The VesoFlow Lite DVT Compression Device is an Intermittent Pneumatic Compression System that counteracts blood stasis and coagulation changes; two of the three major factors that promote deep vein thrombosis (DVT) a potentially life threatening condition which can lead to pulmonary embolism.

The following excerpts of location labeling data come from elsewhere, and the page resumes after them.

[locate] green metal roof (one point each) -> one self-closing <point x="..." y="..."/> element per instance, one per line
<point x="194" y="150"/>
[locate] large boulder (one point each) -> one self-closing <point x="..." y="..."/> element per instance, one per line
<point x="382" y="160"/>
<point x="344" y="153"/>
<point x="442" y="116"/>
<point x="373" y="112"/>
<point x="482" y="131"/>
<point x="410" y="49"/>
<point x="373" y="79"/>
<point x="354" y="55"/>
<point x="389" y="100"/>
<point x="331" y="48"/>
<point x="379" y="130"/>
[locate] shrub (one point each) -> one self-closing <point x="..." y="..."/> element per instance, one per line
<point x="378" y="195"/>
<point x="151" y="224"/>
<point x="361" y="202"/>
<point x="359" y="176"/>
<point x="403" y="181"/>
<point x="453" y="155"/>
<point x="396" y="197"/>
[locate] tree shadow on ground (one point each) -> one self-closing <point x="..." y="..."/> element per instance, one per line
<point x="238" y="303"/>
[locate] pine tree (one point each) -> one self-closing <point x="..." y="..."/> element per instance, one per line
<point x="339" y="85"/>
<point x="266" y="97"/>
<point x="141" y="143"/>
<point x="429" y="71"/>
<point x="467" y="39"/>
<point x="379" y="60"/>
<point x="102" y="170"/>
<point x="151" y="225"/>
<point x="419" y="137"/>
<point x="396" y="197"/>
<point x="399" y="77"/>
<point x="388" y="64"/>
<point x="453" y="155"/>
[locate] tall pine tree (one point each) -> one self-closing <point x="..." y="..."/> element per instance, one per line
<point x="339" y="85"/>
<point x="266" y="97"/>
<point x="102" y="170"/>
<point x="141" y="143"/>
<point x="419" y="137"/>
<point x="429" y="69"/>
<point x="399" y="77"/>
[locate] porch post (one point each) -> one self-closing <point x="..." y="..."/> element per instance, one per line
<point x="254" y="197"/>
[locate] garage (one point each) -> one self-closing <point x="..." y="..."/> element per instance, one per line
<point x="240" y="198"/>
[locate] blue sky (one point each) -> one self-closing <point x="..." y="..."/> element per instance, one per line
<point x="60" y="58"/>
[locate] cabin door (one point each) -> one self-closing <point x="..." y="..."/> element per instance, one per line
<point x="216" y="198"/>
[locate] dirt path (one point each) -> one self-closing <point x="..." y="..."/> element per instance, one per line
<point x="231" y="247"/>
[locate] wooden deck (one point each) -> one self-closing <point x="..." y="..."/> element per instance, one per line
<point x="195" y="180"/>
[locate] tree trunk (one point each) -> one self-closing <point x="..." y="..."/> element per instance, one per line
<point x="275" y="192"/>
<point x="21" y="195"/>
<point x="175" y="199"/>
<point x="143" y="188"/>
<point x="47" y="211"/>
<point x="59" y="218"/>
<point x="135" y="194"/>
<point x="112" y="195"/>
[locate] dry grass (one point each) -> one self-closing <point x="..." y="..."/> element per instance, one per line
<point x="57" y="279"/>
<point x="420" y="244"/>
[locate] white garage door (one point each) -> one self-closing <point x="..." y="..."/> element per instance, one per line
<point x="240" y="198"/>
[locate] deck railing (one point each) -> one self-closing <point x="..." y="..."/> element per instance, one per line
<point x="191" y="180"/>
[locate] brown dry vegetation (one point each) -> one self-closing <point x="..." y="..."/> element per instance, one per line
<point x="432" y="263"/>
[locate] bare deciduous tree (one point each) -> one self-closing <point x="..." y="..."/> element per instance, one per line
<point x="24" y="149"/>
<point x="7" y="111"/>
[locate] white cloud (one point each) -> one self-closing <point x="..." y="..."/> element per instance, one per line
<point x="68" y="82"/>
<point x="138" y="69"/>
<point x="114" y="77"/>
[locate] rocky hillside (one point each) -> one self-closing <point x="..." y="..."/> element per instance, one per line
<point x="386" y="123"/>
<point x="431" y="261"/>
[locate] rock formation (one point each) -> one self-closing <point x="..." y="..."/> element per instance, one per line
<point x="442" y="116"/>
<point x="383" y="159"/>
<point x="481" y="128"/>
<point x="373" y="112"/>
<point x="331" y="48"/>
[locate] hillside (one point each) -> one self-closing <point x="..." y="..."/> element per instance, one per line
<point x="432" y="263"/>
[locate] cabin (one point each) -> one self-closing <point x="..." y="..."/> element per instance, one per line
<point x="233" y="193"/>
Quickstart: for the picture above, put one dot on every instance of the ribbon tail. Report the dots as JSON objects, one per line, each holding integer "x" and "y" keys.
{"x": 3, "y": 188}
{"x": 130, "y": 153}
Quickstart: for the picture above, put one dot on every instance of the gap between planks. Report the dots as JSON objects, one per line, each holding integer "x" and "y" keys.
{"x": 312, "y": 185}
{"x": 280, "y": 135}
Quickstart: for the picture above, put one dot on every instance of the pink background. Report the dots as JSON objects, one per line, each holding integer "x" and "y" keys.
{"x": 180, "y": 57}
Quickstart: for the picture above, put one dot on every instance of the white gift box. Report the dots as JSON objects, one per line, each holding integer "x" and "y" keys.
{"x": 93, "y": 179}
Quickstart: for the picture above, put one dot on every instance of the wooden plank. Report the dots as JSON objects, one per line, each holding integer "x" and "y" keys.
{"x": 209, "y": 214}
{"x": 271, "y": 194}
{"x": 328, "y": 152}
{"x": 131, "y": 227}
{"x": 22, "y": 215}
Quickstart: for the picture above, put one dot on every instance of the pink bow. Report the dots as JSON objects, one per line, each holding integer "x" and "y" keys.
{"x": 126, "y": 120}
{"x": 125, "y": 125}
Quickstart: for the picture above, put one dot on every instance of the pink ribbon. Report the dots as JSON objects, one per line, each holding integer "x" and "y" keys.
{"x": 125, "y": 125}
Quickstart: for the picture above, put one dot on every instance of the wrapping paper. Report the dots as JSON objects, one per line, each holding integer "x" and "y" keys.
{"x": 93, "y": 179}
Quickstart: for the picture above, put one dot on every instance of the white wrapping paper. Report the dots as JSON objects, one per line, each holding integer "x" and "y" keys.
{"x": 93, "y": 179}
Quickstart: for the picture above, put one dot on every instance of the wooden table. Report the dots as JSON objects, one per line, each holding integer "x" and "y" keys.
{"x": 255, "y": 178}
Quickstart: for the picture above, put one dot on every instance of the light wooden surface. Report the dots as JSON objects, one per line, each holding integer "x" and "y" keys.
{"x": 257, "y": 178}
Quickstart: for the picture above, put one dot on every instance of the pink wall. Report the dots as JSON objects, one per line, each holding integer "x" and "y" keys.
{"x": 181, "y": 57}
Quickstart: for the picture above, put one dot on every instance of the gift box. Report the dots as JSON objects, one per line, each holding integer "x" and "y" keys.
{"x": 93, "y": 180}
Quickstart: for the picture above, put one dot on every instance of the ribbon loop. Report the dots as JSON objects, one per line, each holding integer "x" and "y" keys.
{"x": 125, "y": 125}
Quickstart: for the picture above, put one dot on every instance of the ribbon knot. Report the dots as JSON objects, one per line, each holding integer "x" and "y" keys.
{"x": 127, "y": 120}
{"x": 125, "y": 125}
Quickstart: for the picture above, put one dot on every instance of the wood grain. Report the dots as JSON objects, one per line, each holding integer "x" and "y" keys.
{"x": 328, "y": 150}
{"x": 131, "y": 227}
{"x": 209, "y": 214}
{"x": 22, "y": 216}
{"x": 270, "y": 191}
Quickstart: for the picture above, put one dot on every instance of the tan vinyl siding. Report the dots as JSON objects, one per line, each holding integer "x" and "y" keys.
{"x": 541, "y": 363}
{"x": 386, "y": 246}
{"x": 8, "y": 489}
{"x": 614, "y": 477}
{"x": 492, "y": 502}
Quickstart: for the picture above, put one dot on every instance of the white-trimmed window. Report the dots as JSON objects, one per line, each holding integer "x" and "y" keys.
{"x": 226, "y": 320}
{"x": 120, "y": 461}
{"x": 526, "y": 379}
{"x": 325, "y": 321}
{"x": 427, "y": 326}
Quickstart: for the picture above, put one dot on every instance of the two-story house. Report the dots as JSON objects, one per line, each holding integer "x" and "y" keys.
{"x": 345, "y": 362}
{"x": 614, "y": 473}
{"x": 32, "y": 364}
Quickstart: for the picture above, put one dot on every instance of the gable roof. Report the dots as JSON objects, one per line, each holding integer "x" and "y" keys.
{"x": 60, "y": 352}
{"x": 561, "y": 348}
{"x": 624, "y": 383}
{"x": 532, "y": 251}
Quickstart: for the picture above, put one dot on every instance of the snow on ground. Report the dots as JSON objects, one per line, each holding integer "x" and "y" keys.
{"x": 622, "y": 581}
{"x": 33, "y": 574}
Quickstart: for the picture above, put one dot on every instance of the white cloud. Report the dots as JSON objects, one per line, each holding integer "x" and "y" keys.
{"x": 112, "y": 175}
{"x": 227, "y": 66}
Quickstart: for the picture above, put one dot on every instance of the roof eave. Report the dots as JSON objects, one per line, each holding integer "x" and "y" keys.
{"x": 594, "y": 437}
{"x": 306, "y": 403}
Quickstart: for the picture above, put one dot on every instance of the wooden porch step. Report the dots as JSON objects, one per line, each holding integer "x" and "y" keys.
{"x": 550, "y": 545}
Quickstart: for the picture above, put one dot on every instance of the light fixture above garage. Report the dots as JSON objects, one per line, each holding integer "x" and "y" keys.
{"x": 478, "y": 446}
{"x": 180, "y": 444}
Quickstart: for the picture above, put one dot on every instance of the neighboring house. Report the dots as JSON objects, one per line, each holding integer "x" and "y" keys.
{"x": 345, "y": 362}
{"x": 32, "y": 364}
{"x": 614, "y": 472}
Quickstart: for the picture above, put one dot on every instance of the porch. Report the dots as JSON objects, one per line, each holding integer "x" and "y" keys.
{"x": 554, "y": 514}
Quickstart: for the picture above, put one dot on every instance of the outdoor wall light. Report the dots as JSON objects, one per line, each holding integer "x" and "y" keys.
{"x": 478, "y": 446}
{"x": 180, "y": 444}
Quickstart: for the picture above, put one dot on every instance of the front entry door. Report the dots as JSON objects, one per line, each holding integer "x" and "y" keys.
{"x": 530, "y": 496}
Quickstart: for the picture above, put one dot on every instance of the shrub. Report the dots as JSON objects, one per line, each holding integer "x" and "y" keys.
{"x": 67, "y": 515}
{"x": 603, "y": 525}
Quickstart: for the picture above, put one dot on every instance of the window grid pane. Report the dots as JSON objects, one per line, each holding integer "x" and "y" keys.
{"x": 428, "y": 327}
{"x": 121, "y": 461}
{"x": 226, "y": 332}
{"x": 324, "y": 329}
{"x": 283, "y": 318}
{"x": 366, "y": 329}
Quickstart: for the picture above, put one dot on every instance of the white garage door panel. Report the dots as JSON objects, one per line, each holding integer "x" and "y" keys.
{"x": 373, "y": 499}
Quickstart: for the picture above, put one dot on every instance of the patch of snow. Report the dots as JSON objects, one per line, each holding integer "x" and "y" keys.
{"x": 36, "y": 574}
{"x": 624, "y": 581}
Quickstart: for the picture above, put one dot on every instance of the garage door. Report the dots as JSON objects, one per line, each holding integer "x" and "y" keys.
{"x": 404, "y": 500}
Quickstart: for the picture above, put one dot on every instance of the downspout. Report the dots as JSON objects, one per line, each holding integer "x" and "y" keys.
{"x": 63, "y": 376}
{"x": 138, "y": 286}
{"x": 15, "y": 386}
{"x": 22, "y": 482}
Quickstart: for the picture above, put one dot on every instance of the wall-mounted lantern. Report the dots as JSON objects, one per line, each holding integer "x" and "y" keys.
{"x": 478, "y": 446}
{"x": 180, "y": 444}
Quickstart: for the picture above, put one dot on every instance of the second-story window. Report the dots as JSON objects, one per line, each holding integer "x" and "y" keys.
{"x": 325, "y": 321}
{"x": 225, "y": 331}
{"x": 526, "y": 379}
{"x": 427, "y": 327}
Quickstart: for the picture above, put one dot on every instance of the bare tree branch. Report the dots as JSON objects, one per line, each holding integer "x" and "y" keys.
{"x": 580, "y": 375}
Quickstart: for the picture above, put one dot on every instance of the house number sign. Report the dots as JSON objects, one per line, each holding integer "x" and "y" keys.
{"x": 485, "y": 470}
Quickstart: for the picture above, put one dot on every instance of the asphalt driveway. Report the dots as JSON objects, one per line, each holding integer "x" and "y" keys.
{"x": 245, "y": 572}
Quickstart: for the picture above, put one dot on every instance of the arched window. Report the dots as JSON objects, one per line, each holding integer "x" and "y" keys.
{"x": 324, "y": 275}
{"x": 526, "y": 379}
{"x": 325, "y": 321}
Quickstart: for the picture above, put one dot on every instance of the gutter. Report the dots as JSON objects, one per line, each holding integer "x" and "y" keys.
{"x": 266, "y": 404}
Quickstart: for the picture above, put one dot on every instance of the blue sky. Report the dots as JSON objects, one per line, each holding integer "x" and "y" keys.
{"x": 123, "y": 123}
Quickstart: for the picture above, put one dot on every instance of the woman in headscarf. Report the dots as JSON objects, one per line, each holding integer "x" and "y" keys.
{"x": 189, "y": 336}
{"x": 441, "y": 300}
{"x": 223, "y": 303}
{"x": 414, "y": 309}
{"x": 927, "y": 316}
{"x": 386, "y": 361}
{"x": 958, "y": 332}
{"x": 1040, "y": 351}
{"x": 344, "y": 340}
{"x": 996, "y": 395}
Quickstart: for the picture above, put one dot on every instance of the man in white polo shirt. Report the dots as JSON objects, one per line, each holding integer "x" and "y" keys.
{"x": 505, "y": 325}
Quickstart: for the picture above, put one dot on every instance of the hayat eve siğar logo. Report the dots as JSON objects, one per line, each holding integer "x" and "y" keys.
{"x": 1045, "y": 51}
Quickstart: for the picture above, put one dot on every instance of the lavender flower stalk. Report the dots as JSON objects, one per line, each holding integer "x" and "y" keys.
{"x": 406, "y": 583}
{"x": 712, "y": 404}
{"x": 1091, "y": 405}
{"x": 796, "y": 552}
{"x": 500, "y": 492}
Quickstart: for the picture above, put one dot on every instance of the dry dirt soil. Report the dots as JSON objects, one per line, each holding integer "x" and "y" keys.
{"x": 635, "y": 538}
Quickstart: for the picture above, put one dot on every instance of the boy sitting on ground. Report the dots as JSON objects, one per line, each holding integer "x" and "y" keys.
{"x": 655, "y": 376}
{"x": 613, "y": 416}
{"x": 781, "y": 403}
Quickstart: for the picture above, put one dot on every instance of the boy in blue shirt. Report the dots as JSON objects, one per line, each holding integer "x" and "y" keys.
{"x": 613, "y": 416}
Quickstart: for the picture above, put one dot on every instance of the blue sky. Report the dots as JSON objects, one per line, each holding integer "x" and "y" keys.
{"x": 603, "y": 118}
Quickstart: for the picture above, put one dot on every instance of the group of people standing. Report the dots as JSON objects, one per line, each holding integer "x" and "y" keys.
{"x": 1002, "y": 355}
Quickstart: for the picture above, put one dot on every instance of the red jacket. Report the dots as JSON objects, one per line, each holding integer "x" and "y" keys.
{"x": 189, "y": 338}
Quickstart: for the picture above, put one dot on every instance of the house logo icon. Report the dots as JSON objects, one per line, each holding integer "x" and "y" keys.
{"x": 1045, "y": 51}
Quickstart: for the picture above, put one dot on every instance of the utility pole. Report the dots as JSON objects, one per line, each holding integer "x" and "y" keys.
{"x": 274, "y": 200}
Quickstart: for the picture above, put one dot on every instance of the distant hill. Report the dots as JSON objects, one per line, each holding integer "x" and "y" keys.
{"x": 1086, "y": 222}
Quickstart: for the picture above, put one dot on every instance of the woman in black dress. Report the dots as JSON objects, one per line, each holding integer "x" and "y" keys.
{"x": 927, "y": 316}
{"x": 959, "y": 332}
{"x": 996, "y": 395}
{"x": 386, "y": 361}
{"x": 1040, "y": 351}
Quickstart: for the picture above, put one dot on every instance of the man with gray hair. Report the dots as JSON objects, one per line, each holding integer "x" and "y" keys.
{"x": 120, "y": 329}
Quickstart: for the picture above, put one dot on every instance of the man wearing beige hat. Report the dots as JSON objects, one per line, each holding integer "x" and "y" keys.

The VesoFlow Lite is a non-invasive mechanical prophylactic system that massages the feet or legs in a wavelike, milking motion that promotes blood flow and deters thrombosis, helping to empty pooled or static blood from the valve cusps of the femoral vein. Fibrinolytic activity is increased, stimulating the release of a plasminogen activator. This therapy typically complements other prophylactic measures, such as antiembolic stockings and anticoagulants.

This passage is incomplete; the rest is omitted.